Кто знает, может, маги споры решают дракой... Не обычной дракой, а своей, колдовской. Со мной же, ясно дело, такое не выйдет.

С ума он, что ли, сходит? Глаза как из стекла сделаны, огонь в них горит, так, что и мне душно становится...

– Огонь, – сказала я. – Имя твое значит – Огонь.

Мигом все пропало. Маг отвернулся, зажмурился, провел по лицу ладонью.

– Почти, – признался он. – Как догадалась?

– Меняешься быстро, – подумав, ответила я. – То спокойно и тепло, то убить готов. Так зачем меня ждал?

– Сын твой, – медленно произнес он. – Белозер, верно? Вы... уверены, что у него способностей к колдовству нет?

Видно, было что-то в моем взгляде, заставившее его оправдываться.

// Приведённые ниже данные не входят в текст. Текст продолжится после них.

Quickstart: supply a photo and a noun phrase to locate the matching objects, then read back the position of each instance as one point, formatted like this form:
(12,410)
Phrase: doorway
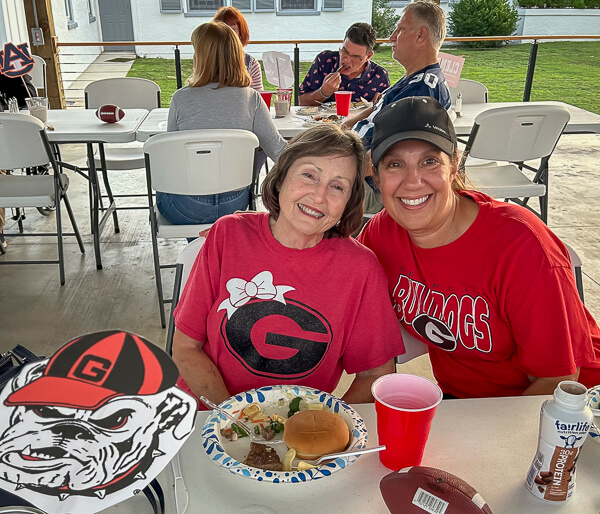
(117,23)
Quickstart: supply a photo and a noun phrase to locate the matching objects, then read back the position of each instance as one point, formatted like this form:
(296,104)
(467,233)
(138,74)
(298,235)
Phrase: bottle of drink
(564,424)
(458,106)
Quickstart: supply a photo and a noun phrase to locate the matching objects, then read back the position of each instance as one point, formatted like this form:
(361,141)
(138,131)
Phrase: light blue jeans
(196,210)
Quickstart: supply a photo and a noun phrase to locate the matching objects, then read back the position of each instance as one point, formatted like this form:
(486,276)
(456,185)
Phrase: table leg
(95,200)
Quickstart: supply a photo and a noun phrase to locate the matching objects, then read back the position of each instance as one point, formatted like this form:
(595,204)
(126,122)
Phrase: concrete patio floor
(42,315)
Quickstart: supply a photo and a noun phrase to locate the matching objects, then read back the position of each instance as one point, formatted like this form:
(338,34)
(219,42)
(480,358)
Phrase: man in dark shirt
(349,69)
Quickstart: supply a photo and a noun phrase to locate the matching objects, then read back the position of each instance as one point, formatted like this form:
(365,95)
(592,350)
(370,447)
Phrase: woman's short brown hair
(218,57)
(231,14)
(318,141)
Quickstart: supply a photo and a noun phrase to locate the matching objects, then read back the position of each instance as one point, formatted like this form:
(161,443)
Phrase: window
(264,5)
(71,24)
(170,6)
(91,16)
(242,5)
(205,6)
(298,5)
(302,7)
(333,5)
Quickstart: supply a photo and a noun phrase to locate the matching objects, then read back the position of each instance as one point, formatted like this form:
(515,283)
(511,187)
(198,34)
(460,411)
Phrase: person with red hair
(232,17)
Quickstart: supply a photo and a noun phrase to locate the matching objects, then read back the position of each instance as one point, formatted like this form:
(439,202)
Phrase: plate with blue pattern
(275,400)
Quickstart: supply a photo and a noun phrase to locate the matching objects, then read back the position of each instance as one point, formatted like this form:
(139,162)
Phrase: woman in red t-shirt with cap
(485,284)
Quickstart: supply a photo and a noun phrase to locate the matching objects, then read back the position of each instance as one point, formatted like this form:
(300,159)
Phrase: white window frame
(298,12)
(170,11)
(91,15)
(332,9)
(192,12)
(71,23)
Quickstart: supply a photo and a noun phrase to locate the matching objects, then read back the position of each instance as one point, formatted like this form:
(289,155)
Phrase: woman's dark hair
(318,141)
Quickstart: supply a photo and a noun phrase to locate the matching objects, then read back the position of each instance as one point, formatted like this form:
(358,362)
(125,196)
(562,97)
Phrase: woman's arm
(197,369)
(546,385)
(360,390)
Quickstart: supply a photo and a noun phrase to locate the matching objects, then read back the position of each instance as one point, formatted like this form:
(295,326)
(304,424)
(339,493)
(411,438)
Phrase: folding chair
(24,144)
(127,93)
(473,92)
(515,134)
(38,74)
(195,162)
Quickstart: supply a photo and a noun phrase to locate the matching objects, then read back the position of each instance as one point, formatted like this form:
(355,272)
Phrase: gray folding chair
(195,162)
(515,135)
(24,144)
(38,74)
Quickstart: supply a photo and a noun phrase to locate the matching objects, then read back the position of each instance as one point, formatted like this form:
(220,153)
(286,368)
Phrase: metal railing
(529,76)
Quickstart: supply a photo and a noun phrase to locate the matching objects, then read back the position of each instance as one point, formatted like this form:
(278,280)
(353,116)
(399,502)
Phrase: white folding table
(489,442)
(82,126)
(581,122)
(156,123)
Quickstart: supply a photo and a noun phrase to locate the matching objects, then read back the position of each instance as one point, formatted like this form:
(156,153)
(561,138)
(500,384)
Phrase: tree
(483,18)
(383,19)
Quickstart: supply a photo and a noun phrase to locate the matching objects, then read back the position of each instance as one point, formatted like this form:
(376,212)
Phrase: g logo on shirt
(273,339)
(270,335)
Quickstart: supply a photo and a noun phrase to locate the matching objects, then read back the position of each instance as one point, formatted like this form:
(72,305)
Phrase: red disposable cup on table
(266,95)
(342,102)
(405,406)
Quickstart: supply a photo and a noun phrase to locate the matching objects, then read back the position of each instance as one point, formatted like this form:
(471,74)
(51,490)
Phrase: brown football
(421,489)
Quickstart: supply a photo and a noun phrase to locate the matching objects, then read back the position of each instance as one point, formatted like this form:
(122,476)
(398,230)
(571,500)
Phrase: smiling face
(312,198)
(353,58)
(403,39)
(416,189)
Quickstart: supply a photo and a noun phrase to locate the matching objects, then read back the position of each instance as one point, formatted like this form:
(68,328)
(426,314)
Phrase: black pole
(178,67)
(530,71)
(296,73)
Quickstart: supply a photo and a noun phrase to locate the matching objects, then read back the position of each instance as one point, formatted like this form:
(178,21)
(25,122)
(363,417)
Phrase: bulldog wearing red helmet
(92,420)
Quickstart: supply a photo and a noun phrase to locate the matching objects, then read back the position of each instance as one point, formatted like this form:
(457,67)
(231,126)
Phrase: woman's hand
(197,368)
(360,389)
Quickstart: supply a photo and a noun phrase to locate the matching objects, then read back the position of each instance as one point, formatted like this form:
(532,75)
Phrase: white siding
(152,25)
(13,27)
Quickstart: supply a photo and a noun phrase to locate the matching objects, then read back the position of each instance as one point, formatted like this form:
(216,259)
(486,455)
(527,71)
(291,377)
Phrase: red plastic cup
(405,406)
(266,95)
(342,102)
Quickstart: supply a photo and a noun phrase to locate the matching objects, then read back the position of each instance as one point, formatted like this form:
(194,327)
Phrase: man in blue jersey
(415,44)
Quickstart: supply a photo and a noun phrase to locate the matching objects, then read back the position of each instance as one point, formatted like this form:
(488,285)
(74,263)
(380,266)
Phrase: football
(420,489)
(110,113)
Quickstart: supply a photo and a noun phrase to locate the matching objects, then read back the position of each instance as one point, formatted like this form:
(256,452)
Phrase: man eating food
(349,69)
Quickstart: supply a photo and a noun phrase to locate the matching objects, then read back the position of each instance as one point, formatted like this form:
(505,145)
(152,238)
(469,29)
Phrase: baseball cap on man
(415,117)
(90,370)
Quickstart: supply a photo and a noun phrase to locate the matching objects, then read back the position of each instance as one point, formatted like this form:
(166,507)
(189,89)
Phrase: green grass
(565,71)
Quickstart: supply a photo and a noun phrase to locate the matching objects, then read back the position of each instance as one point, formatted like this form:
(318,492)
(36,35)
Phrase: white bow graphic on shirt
(261,286)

– Ты не подумай, я в твои дела не лезу... Просто... Вы ж там все безмаги, но ребенок мог и колдуном родиться! А рядом с вами... ну как вы это проверить могли?

И вот тогда я засмеялась, согнувшись пополам. Так вот что тебя интересовало все это время, маг!

– Не твой... – понял Рхис, виновато улыбнувшись. – Я ж тогда, у Йорле, случайно услышал... Ну и подумал...

– А что бы стало, если б мой был? – спросила я, мигом обозлившись. – Отобрал бы?

Никогда не слышала, чтоб безмаги заводили семьи... Но мне не хотелось думать, что всем нам без исключения суждено умереть в одиночестве.

– А ты б не отдала? А если бы ему учиться надо было? – хмуро спросил Рхис.

– Встречал такое – чтоб у двух безмагов ребенок-колдун рождался?

– Я вообще не видел, чтоб вы семьями жили.

Нет. Не хочется думать. Наверняка бывали и браки, и дети, просто ни мне, ни ему это не известно.

– Ну... тогда проще... – пробормотал волшебник. – Раз ребенок безмаг. Работа нужна?

– А предлагаешь?

Рхис помолчал, глядя прямо перед собой, а потом ухмыльнулся весело, бешено, лишний раз подтвердив свое имя.

– Трава дорожная... Как тебе путь от Найвилы до Рейге будет?

И тогда бы мне вспомнить, что сгорю дотла, что не сохранюсь, а я... Я с трудом удержалась, чтобы не захлопать в ладоши от радости, как Вьюнок. Обоз? Купцы? Караван? До Рейге – не слишком далеко, но хоть повод будет убраться из Общего Дома.

– Человека надо проводить, – меж тем объяснял Рхис. – Старого. Ему с тобой тяжело будет, но все ж легче, чем одному...

Я слушала, стараясь не улыбаться. Дорога! Впереди была дорога!

Половая трава, пыльная, дорожная... Корнями уже вросла, подняться осталось... И не сгореть.

Весна отказывалась нас баловать – как назло, в ночь перед моим уходом зарядил дождь. Мелкий такой, противный. Смотрела на него в окно, мечтала, чтоб к утру закончился, да только зря – проснулась уже в ливень.

Плащ был хороший, хоть и старый уже, – кожаный, не промокающий, – но сколько не надвигай на лоб капюшон, все равно косые струи небесной воды будут стекать по лицу. К лучшему, наверное, не то бы сама расплакалась, а может, и плакала, только не замечала. Не знаю.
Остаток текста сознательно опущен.